Despite the benefits of outsourcing by individual businesses to foreign countries, there are also some disadvantages. "Bernard, Jensen, and Schott (2006) examine the implications of falling trade costs on U.S. manufacturers, and specifically examine the channels by which trade affects the distribution of economic activity. They find when trade costs in an industry fall, plants are more likely to close. They also find that low productivity, non-exporting plants are more likely to die (Jensen)." While companies practice outsourcing, there is almost always the language barrier. Phone calls may be difficult to understand pronunciations and comprehend topics as sometimes there is a loss of wording in translation. This can lead to a decrease in customer relations. Thick foreign accents can make it difficult for customers to understand what thecall centeremployees are saying. This can lead to frustration and drive customers away to other businesses who use operators and sales staff who speak clear, accent-free English.
Employees working for an outsourced company may lack company knowledge, misunderstanding the goals of the company, target markets, or strategies of the firm. When a firm begins to outsource its business processes, it might find that it is difficult to manage the offshore provider when compared to managing processes within the organization. "Also, there can be disadvantages in renewing contracts, misunderstanding of the contract, lack of communication, poor quality and delayed services amongst others and many more (www.outsource2indea.com)."
Outsourcing has both its benefits and disadvantages no matter which way a business corporation, politician or business professional looks at it.
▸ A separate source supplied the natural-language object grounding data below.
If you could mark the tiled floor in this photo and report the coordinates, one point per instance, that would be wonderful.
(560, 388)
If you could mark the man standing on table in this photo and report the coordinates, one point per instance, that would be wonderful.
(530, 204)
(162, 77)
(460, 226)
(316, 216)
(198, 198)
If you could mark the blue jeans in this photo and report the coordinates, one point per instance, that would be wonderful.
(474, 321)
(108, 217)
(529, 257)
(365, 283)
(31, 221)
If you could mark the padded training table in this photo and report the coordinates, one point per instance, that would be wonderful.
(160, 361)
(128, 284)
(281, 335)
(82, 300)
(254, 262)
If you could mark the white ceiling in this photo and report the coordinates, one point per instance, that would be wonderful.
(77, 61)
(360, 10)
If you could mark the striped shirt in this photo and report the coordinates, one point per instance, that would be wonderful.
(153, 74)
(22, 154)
As a topic that has been around for roughly half a century it is obvious that companies are willing to do almost anything in order to see the success of their business. They are willing to cut operating costs and save money on labor but they will struggle with language barriers and management. Outsourcing will continue to be a part of the modern world economy for many years to come as corporations try to out-compete each other to cut labor costs and retain higher revenues while the home country will have a significant decrease in unemployment and struggle to create new jobs.